We begin by importing some helper functions.
from helper import *
Now, let's get the data from the [List of helicopter escapes] https://en.wikipedia.org/wiki/List_of_helicopter_prison_escapes article
url = 'https://en.wikipedia.org/wiki/List_of_helicopter_prison_escapes'
data = data_from_url(url)
Let's print the first row to look at the data structure and information provided.
print(data[0])
['August 19, 1971', 'Santa Martha Acatitla', 'Mexico', 'Yes', 'Joel David Kaplan Carlos Antonio Contreras Castro', "Joel David Kaplan was a New York businessman who had been arrested for murder in 1962 in Mexico City and was incarcerated at the Santa Martha Acatitla prison in the Iztapalapa borough of Mexico City. Joel's sister, Judy Kaplan, arranged the means to help Kaplan escape, and on August 19, 1971, a helicopter landed in the prison yard. The guards mistakenly thought this was an official visit. In two minutes, Kaplan and his cellmate Carlos Antonio Contreras, a Venezuelan counterfeiter, were able to board the craft and were piloted away, before any shots were fired.[9] Both men were flown to Texas and then different planes flew Kaplan to California and Contreras to Guatemala.[3] The Mexican government never initiated extradition proceedings against Kaplan.[9] The escape is told in a book, The 10-Second Jailbreak: The Helicopter Escape of Joel David Kaplan.[4] It also inspired the 1975 action movie Breakout, which starred Charles Bronson and Robert Duvall.[9]"]
The data is organized with date, prison name, country, success, name of escapee(s), and a detailed description.

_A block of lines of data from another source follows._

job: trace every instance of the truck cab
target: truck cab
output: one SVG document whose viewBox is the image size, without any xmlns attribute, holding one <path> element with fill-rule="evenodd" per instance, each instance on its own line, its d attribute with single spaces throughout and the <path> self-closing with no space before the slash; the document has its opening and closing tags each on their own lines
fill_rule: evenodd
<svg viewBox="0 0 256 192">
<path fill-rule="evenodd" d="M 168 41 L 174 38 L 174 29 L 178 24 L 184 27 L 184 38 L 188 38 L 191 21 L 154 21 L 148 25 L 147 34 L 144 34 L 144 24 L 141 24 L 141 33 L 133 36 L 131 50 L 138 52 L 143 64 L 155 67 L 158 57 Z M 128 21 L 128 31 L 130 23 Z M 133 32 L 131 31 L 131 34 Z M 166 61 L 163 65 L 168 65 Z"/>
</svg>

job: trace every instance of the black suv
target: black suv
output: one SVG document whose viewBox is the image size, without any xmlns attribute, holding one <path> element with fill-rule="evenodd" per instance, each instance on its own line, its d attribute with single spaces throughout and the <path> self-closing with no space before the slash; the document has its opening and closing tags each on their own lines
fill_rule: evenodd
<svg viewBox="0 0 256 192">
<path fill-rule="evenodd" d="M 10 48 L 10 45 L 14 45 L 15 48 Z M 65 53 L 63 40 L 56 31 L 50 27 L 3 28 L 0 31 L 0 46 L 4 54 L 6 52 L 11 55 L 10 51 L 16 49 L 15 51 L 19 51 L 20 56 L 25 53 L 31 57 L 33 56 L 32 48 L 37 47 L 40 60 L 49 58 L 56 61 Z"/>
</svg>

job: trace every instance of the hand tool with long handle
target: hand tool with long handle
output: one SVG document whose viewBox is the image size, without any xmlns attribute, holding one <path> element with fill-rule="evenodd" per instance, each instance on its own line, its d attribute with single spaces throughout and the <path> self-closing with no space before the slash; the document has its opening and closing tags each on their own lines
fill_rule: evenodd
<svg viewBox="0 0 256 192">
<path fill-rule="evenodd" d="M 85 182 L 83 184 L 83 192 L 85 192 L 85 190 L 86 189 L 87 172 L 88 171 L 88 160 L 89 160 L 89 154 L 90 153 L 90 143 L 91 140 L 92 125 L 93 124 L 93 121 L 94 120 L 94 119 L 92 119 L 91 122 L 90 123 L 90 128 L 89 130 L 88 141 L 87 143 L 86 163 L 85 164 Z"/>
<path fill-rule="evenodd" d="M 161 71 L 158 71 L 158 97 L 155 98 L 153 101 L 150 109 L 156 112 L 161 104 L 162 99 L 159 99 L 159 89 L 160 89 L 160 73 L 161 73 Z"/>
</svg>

Now, let's remove the last row containing the description which we will not use in the data analysis and then print the first three rows to check it was successfully removed.
index = 0
for row in data:
data[index] = row[:-1]
index += 1
print(data[:3])
[['August 19, 1971', 'Santa Martha Acatitla', 'Mexico', 'Yes', 'Joel David Kaplan Carlos Antonio Contreras Castro'], ['October 31, 1973', 'Mountjoy Jail', 'Ireland', 'Yes', "JB O'Hagan Seamus TwomeyKevin Mallon"], ['May 24, 1978', 'United States Penitentiary, Marion', 'United States', 'No', 'Garrett Brock TrapnellMartin Joseph McNallyJames Kenneth Johnson']]
The first analysis we will do is looking at which year had the most attempts of prison escapes by helicopter.
Now, let's append an item that has only the year on the end. I want to keep the date in tact for other analysis.
for row in data:
row.append(fetch_year(row[0]))
print(data[:3])
[['August 19, 1971', 'Santa Martha Acatitla', 'Mexico', 'Yes', 'Joel David Kaplan Carlos Antonio Contreras Castro', 1971], ['October 31, 1973', 'Mountjoy Jail', 'Ireland', 'Yes', "JB O'Hagan Seamus TwomeyKevin Mallon", 1973], ['May 24, 1978', 'United States Penitentiary, Marion', 'United States', 'No', 'Garrett Brock TrapnellMartin Joseph McNallyJames Kenneth Johnson', 1978]]
From the data set, we will look for the first and last years with escapes and then create an array with those years.
min_year = min(data, key=lambda x: x[5])[5]
max_year = max(data, key=lambda x: x[5])[5]
years = []
for y in range(min_year, max_year + 1):
years.append(y)
print(years)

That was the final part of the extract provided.